Background: Mean-body temperature (MBT) is the mass-weighted average temperature of body tissues. Core temperature is easy to measure, but direct measurement of peripheral tissue temperature is painful, risky, and requires complex calculations. Alternatively MBT can be estimated from core and mean skin temperatures with a formula proposed by Burton in 1935: MBT = 0.64. TCore + 0.36. TSkin. This formula remains widely used, but not been validated in the perioperative period and seems unlikely to remain accurate in dynamic perioperative conditions such as cardiopulmonary bypass. We thus tested the hypothesis that MBT, as estimated with Burton’s formula, poorly estimates measured MBT at a temperature range between 18 and 36.5° C.
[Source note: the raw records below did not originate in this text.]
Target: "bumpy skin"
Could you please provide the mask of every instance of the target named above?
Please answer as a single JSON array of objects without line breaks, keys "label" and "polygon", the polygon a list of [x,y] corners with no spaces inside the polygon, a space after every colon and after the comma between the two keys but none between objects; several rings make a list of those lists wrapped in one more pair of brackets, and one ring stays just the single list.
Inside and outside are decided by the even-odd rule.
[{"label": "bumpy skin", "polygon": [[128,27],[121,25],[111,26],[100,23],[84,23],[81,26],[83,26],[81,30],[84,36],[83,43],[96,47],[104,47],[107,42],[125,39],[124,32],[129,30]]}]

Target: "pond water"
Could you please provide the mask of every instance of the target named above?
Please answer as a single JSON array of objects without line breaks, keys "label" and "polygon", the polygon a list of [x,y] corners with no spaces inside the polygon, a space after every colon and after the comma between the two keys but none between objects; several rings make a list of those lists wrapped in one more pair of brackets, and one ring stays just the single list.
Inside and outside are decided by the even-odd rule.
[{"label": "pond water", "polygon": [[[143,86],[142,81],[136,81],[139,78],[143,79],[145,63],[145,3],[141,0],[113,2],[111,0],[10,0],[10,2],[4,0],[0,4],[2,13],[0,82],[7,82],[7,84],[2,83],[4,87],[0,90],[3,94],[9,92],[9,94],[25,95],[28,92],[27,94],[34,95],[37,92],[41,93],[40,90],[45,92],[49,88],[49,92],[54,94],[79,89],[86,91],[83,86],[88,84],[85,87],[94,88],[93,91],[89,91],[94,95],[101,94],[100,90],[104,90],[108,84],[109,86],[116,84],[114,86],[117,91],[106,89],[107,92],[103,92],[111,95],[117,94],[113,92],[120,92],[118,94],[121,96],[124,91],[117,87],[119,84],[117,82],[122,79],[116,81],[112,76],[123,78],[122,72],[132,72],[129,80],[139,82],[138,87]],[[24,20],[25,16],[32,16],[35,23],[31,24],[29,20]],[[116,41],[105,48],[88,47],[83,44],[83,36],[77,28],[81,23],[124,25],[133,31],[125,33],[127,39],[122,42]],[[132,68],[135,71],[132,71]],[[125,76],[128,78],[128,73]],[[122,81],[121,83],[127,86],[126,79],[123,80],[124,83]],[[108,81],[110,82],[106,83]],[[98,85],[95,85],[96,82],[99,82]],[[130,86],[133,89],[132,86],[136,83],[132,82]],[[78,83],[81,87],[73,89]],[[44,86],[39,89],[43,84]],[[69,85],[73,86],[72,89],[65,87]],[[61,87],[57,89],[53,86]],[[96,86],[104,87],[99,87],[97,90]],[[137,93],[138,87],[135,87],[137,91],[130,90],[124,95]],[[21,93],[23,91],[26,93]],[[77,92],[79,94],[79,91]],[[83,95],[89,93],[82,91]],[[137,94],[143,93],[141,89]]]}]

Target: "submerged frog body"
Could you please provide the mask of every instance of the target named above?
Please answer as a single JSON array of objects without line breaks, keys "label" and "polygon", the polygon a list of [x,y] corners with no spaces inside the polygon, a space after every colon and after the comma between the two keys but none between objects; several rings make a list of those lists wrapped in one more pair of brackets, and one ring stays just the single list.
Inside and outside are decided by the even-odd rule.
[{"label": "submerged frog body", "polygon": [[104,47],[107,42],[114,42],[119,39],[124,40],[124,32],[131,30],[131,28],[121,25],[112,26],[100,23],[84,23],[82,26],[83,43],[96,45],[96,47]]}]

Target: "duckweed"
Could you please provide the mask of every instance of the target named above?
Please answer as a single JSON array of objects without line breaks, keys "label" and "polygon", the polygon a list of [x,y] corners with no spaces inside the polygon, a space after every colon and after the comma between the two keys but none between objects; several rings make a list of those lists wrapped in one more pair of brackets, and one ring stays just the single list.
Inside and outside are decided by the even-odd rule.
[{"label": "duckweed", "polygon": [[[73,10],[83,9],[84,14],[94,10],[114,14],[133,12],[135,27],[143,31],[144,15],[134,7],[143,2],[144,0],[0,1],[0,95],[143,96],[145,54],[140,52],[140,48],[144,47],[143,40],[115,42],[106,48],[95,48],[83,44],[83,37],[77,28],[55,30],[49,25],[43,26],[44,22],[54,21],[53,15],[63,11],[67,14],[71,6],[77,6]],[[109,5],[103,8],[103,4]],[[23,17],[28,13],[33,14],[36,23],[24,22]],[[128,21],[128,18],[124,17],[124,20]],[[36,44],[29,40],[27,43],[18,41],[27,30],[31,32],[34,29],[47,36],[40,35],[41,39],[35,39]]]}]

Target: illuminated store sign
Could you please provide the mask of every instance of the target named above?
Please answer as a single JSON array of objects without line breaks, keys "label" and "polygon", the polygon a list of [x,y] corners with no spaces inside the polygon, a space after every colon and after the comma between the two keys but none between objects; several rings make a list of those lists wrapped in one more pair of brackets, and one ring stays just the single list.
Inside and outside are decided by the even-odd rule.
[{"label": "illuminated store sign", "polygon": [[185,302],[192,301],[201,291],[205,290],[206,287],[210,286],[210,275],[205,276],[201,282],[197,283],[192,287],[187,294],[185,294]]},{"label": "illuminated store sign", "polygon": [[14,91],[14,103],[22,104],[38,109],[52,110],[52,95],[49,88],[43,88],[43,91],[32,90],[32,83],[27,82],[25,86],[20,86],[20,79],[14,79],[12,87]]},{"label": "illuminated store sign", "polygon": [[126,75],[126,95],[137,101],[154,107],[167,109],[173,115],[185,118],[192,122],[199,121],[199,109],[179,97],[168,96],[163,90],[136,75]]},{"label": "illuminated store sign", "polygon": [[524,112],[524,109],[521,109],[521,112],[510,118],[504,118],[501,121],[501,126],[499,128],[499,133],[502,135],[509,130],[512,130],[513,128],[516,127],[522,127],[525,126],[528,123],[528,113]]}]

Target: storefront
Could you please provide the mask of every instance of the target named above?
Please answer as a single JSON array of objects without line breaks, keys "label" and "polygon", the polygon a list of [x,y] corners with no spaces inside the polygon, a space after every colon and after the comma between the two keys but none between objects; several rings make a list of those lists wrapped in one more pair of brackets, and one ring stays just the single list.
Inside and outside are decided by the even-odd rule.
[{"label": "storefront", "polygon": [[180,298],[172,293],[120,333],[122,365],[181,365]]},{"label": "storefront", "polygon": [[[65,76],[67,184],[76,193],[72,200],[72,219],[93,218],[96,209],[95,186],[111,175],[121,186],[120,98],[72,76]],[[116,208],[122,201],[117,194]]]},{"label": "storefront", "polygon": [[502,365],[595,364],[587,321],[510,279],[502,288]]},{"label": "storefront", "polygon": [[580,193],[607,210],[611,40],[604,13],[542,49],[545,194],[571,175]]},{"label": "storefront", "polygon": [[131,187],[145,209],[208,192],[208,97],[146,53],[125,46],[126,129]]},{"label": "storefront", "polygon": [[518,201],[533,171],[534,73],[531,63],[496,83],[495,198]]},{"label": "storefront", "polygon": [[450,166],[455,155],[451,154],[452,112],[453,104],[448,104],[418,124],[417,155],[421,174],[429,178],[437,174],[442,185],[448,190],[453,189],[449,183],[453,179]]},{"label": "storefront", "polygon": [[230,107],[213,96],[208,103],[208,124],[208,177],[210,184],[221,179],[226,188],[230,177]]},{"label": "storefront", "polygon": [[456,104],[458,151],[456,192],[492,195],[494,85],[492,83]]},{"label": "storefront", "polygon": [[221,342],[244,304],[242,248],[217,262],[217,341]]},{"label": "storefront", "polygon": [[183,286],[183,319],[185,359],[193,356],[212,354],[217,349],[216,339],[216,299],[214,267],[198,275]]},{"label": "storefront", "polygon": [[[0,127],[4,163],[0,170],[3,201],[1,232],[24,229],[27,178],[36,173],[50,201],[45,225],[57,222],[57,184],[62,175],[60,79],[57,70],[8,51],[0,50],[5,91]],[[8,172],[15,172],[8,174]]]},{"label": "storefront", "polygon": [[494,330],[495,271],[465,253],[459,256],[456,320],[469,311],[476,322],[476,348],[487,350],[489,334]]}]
Materials and Methods: We re-evaluated four of our previously published studies in which core and mass-weighted mean peripheral tissue temperatures were measured in patients undergoing substantial thermal perturbations. Peripheral compartment temperatures were estimated using fourth-order regression and integration over volume from 18 intramuscular needle thermocouples, 9 skin temperatures, and "deep" hand and foot temperature. MBT was determined from mass-weighted average of core and peripheral tissue temperatures and estimated from core temperature and mean skin temperature (15 area-weighted sites) using Burton’s formula.
Results: 913 data pairs from 44 study subjects were included in the analysis. Measured MBT ranged from 18 to 36.5°C. There was a remarkably good relationship between measured and estimated MBT: MBTmeasured = 0.94 · MBTestimated + 2.15, r2 = 0.98. Differences between the estimated and measured values averaged -0.09 ± 0.42°C.
Conclusions: We concluded that estimation of MBT from mean skin and core temperatures is generally accurate and precise.